PROCESSO ANTERIOR À LEI Nº 13.467/2017 RECURSO DE REVISTA.

1) ADICIONAL DE PERICULOSIDADE - APLICAÇÃO DO ARTIGO 193, II, DA CLT - LEI Nº 12.740/2012 - NECESSIDADE DE REGULAMENTAÇÃO - PORTARIA Nº 1.885/2013 DO MINISTÉRIO DO TRABALHO . A iterativa, notória e atual jurisprudência desta Corte é a de que o adicional de periculosidade previsto no artigo 193, II, da CLT somente será devido a partir de 3/12/2013, data da entrada em vigor da Portaria nº 1.885/2013 do Ministério do Trabalho, que regulamentou a Lei nº 12.740/2012. Precedentes da SBDI-1 e de Turmas desta Corte. Tendo em conta o encerramento do contrato de trabalho em 6/8/2013, o autor não tem direito ao adicional de periculosidade previsto na moderna legislação material, seja porque o direito ainda não havia sido regulamentado na data de sua dispensa, seja em virtude da existência de norma coletiva em sentido diametralmente oposto à pretensão exordial. Recurso de revista conhecido por violação dos artigos , XXVI, da CF e 196 da CLT e provido .

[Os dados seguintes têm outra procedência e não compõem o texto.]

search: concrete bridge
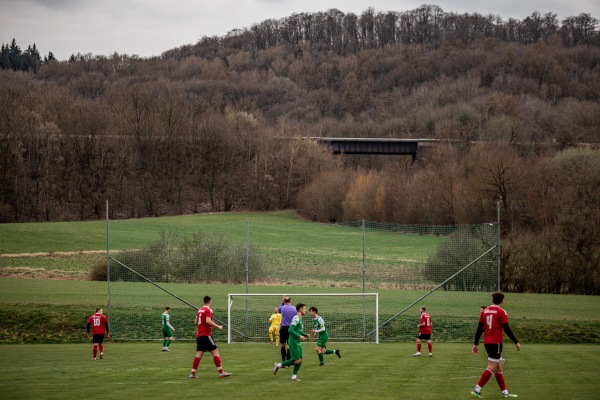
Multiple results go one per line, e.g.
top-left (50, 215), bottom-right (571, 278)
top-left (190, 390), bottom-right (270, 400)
top-left (305, 137), bottom-right (438, 161)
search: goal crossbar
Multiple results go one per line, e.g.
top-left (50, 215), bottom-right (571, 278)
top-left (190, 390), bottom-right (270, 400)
top-left (227, 293), bottom-right (379, 343)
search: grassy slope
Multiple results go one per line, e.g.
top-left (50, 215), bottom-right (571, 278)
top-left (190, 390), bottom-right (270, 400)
top-left (0, 342), bottom-right (600, 400)
top-left (0, 211), bottom-right (600, 343)
top-left (0, 279), bottom-right (600, 343)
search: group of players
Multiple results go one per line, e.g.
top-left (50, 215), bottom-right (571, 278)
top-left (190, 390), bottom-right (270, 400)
top-left (268, 296), bottom-right (342, 381)
top-left (87, 291), bottom-right (521, 398)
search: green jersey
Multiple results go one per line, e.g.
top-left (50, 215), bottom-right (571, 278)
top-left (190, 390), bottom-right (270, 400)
top-left (161, 312), bottom-right (173, 329)
top-left (313, 315), bottom-right (327, 337)
top-left (288, 315), bottom-right (306, 346)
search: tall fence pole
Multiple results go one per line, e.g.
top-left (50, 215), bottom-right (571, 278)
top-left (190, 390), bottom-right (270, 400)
top-left (496, 201), bottom-right (502, 290)
top-left (362, 219), bottom-right (367, 293)
top-left (106, 200), bottom-right (110, 323)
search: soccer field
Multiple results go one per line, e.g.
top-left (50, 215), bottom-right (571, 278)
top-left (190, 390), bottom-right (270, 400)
top-left (0, 341), bottom-right (600, 399)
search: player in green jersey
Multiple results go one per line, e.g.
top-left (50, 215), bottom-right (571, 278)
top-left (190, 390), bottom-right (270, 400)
top-left (161, 306), bottom-right (175, 351)
top-left (273, 303), bottom-right (309, 381)
top-left (308, 307), bottom-right (342, 367)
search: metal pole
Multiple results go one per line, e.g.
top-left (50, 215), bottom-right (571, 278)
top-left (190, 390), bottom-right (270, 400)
top-left (246, 221), bottom-right (250, 335)
top-left (106, 200), bottom-right (110, 324)
top-left (496, 201), bottom-right (501, 290)
top-left (362, 219), bottom-right (366, 293)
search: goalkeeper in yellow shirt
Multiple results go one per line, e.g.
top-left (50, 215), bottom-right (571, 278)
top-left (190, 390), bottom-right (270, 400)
top-left (269, 307), bottom-right (281, 347)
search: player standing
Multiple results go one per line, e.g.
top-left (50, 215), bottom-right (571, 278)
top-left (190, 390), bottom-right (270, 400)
top-left (273, 303), bottom-right (309, 381)
top-left (279, 296), bottom-right (297, 362)
top-left (190, 296), bottom-right (231, 379)
top-left (87, 307), bottom-right (110, 360)
top-left (413, 306), bottom-right (433, 357)
top-left (161, 306), bottom-right (175, 351)
top-left (471, 291), bottom-right (521, 399)
top-left (308, 307), bottom-right (342, 367)
top-left (269, 307), bottom-right (281, 347)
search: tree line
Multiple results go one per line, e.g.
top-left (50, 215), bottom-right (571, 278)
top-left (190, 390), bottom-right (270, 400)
top-left (0, 39), bottom-right (55, 73)
top-left (0, 7), bottom-right (600, 294)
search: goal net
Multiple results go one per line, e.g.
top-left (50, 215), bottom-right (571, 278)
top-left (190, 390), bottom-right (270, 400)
top-left (227, 293), bottom-right (379, 343)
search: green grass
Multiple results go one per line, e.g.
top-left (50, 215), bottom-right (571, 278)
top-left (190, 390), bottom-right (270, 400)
top-left (0, 211), bottom-right (445, 286)
top-left (0, 341), bottom-right (600, 400)
top-left (0, 279), bottom-right (600, 344)
top-left (0, 211), bottom-right (311, 254)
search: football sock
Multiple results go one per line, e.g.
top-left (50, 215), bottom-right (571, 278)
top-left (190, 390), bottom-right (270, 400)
top-left (192, 357), bottom-right (200, 373)
top-left (477, 368), bottom-right (494, 387)
top-left (213, 356), bottom-right (223, 374)
top-left (494, 372), bottom-right (506, 391)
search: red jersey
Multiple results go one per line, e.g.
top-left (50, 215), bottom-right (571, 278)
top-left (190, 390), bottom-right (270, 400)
top-left (419, 313), bottom-right (431, 335)
top-left (88, 313), bottom-right (108, 335)
top-left (479, 304), bottom-right (508, 344)
top-left (196, 306), bottom-right (212, 337)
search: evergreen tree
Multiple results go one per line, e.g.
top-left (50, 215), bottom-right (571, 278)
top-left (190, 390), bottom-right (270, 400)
top-left (0, 43), bottom-right (10, 69)
top-left (8, 38), bottom-right (23, 71)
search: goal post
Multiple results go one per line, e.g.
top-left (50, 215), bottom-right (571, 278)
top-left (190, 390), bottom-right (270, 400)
top-left (227, 293), bottom-right (379, 343)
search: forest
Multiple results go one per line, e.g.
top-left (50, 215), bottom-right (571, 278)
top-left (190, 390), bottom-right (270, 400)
top-left (0, 5), bottom-right (600, 294)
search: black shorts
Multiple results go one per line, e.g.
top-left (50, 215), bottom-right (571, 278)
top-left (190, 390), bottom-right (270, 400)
top-left (92, 333), bottom-right (104, 344)
top-left (196, 336), bottom-right (217, 352)
top-left (279, 326), bottom-right (290, 344)
top-left (484, 343), bottom-right (502, 362)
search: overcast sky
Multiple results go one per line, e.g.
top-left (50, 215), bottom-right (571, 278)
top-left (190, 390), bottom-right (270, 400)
top-left (0, 0), bottom-right (600, 60)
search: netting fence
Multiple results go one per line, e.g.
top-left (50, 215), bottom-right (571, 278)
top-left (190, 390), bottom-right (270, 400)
top-left (107, 206), bottom-right (500, 341)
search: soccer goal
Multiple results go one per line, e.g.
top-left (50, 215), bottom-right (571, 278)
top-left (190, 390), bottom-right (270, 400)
top-left (227, 293), bottom-right (379, 343)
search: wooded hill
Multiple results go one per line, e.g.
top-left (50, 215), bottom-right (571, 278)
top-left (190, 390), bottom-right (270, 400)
top-left (0, 6), bottom-right (600, 294)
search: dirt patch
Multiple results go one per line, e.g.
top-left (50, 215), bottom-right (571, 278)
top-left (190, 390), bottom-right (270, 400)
top-left (0, 268), bottom-right (90, 281)
top-left (0, 250), bottom-right (106, 258)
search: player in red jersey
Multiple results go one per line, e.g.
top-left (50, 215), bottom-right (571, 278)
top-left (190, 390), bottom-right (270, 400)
top-left (190, 296), bottom-right (231, 379)
top-left (87, 307), bottom-right (110, 360)
top-left (413, 306), bottom-right (433, 357)
top-left (471, 292), bottom-right (521, 398)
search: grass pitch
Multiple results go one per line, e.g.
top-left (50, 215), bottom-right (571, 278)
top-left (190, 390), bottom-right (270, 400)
top-left (0, 341), bottom-right (600, 400)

2) INTERVALO INTRAJORNADA . O TRT considerou inválida a norma coletiva que suprimiu parcialmente o direito do trabalhador à pausa para descanso e alimentação. Detectou que o autor gozava de apenas 20 minutos diários de intervalo intrajornada. Diante desse contexto, condenou a reclamada ao pagamento de uma hora extra diária, com os mesmos reflexos e parâmetros deferidos em relação às demais horas extras. A decisão recorrida encontra-se em estreita sintonia com a Súmula/TST nº 437, I e II . O recurso de revista não ultrapassa as barreiras do artigo 896, § 7º, da CLT e da Súmula/TST nº 333. Recurso de revista não conhecido .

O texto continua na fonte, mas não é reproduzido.